Rationale: Although the transplantation of induced pluripotent stem cell (iPSC)-derived cells harbors enormous potential for the treatment of pulmonary diseases, in vivo data demonstrating clear therapeutic benefits of human iPSC-derived cells in lung disease models are missing.
Objectives: We have tested the therapeutic potential of iPSC-derived macrophages in a humanized disease model of hereditary pulmonary alveolar proteinosis (PAP). Hereditary PAP is caused by a genetic defect of the GM-CSF (granulocyte-macrophage colony-stimulating factor) receptor, which leads to disturbed macrophage differentiation and protein/surfactant degradation in the lungs, subsequently resulting in severe respiratory insufficiency.
Methods: Macrophages derived from human iPSCs underwent intrapulmonary transplantation into humanized PAP mice, and engraftment, in vivo differentiation, and therapeutic efficacy of the transplanted cells were analyzed.
Measurements and main results: On intratracheal application, iPSC-derived macrophages engrafted in the lungs of humanized PAP mice.
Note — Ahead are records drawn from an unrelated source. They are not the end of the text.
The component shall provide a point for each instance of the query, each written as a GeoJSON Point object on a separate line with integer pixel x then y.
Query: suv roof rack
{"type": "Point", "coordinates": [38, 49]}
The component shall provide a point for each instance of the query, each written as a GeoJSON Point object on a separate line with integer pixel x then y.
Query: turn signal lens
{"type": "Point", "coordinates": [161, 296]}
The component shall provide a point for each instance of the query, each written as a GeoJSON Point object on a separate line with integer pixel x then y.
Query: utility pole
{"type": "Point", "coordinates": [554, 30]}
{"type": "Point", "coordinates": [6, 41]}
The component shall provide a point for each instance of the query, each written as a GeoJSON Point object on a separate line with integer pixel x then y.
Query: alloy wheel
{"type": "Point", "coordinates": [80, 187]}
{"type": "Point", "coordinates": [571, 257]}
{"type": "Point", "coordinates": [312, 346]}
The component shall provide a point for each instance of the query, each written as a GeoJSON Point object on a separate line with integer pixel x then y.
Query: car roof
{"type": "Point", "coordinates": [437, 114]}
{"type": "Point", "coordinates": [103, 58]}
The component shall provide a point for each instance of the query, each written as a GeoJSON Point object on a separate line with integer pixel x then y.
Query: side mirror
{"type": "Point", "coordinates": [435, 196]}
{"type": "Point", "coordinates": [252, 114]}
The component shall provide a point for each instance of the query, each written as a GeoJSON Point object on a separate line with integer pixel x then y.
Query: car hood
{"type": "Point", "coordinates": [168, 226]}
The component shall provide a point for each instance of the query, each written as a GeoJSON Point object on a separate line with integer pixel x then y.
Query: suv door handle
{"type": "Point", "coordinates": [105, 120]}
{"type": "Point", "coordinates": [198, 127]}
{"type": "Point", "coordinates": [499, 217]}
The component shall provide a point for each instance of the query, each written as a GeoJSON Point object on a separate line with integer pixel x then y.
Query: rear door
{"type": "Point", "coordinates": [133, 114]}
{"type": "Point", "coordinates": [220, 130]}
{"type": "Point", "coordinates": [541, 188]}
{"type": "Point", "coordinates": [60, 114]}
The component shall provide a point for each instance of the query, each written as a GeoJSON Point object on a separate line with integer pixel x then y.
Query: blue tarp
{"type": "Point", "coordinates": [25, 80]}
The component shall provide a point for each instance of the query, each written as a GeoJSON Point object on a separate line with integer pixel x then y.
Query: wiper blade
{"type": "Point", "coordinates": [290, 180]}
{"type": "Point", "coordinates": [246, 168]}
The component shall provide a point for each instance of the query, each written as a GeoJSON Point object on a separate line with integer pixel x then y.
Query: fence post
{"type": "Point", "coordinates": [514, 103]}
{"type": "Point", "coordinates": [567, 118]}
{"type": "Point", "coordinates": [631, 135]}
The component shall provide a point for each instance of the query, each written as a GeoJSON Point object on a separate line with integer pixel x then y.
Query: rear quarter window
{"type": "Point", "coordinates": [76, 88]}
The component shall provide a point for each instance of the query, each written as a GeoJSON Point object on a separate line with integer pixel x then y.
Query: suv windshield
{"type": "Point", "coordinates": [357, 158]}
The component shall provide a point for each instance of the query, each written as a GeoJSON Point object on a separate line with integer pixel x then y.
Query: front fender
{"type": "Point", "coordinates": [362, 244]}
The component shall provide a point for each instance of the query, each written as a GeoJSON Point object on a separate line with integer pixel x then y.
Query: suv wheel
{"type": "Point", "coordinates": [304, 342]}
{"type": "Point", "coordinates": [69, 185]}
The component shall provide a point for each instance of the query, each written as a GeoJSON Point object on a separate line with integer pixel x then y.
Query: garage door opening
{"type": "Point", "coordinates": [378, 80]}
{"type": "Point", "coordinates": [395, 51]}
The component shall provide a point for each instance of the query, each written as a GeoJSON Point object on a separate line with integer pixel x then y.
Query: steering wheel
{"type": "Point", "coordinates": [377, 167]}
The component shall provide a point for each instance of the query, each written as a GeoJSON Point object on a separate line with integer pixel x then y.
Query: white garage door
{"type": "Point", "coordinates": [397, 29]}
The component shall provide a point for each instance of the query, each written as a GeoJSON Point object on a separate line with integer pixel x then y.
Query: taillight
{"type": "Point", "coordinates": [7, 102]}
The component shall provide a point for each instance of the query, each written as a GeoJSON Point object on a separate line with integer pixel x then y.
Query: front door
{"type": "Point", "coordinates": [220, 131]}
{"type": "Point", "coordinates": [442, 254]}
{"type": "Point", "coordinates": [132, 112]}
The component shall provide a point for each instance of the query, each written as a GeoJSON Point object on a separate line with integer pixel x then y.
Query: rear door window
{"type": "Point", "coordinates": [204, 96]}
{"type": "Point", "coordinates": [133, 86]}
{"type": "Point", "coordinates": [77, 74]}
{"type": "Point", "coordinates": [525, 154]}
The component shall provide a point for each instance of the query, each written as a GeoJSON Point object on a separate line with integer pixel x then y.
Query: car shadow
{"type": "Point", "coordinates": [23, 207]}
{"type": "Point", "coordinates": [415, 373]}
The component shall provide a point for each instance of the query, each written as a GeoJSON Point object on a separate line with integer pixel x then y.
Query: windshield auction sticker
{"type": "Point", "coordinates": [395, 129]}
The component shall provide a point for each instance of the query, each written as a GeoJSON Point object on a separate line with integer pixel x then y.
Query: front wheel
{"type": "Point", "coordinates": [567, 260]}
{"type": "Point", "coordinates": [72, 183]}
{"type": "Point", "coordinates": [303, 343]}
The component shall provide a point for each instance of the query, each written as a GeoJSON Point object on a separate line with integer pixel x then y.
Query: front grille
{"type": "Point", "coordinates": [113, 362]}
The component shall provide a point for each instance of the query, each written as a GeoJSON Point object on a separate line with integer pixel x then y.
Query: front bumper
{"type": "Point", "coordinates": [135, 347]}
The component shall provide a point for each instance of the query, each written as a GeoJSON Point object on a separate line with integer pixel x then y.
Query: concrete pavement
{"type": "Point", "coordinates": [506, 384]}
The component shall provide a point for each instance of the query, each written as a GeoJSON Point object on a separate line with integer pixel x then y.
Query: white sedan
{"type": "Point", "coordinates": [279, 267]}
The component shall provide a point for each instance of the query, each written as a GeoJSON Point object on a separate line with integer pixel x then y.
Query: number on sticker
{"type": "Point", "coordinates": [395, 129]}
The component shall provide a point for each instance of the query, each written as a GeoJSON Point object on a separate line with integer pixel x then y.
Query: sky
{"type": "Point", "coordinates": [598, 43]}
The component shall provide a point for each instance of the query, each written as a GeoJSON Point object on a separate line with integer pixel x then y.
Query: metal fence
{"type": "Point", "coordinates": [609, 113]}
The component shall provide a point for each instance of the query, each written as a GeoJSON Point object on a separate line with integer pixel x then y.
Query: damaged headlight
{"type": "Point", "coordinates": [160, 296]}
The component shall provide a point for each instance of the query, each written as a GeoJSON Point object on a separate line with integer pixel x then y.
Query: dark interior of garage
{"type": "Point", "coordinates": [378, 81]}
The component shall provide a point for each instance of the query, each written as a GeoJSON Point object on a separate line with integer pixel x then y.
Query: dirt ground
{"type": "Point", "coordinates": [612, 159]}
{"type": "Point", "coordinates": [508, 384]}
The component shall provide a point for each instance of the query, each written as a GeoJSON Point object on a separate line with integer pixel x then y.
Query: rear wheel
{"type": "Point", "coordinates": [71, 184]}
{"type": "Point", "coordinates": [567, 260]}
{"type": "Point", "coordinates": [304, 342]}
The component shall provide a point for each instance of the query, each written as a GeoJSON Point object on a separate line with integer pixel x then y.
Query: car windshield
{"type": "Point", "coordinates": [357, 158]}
After 2 months, transplanted cells displayed the typical morphology, surface markers, functionality, and transcription profile of primary human alveolar macrophages. Alveolar proteinosis was significantly reduced as demonstrated by diminished protein content and surfactant protein D levels, decreased turbidity of the BAL fluid, and reduced surfactant deposition in the lungs of transplanted mice.
Conclusions: We here demonstrate for the first time that pulmonary transplantation of human iPSC-derived macrophages leads to pulmonary engraftment, their in situ differentiation to an alveolar macrophage phenotype, and a reduction of alveolar proteinosis in a humanized PAP model. To our knowledge, this finding presents the first proof-of-concept for the therapeutic potential of human iPSC-derived cells in a pulmonary disease and may have profound implications beyond the rare disease of PAP.
Keywords: cell therapy; induced pluripotent stem cell; macrophages; pulmonary alveolar proteinosis.